El reciente fallo de la Suprema Corte de Justicia Nacional (SCJN) que permite portar hiyab u otras prendas religiosas en la fotografía del pasaporte no es un caso aislado. La autoridad ha redefinido qué requisitos son legales y compatibles con los derechos humanos al tramitar este documento oficial.
La SCJN estableció que el pasaporte está vinculado directamente a derechos constitucionales como el libre tránsito, la libertad religiosa, la identidad personal y el derecho a no ser discriminado. Bajo este criterio, el tribunal señaló que:
el Estado no puede imponer condiciones que vayan más allá de lo estrictamente necesario para identificar plenamente a la persona solicitante.
En su fallo más reciente, la Corte determinó que las personas pueden conservar prendas religiosas que no cubran el rostro, como el hiyab, en la fotografía del pasaporte, siempre que no se afecte la identificación facial.

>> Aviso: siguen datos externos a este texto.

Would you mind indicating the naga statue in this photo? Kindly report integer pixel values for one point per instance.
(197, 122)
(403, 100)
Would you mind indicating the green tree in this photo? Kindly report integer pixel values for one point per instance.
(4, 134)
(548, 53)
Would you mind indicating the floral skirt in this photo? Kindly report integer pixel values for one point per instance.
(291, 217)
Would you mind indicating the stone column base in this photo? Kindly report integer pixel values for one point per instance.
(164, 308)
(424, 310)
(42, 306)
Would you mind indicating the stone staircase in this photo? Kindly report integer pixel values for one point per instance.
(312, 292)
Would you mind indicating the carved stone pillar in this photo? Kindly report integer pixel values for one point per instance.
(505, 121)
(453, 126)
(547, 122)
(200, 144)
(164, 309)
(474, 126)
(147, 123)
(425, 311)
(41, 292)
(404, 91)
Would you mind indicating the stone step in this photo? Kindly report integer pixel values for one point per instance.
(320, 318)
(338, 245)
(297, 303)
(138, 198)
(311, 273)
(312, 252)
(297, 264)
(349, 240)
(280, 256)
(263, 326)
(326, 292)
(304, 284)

El Alto Tribunal concluyó que exigir neutralidad estética o eliminar símbolos religiosos vulnera la libertad religiosa y el derecho a la identidad, sin aportar beneficios reales a la seguridad del documento.
El pasaporte no puede ser usado como castigo
Otro criterio relevante es que el pasaporte no puede ser utilizado como herramienta de sanción administrativa. La SCJN resolvió que no se puede negar o retener este documento por adeudos fiscales, multas administrativas o conflictos civiles o laborales, salvo en casos excepcionales con orden judicial expresa.

La Corte también intervino en casos de menores, estableciendo que el interés superior de la niñez debe prevalecer y que los conflictos entre padres no justifican restringir el derecho del menor a contar con documentos de identidad.
A pesar de estos límites, la SCJN aclaró que el gobierno sí puede imponer requisitos razonables como:
- datos biométricos visibles del rostro
- documentación oficial que acredite identidad y nacionalidad
- restricciones derivadas de procesos penales graves con respaldo judicial.
La clave es que las exigencias sean proporcionales, necesarias y justificadas. Estos fallos marcan un precedente que obliga a la Secretaría de Relaciones Exteriores a respetar estos criterios, permitiendo que las personas impugnen actos arbitrarios y exijan que su pasaporte sea tramitado sin discriminación ni restricciones indebidas.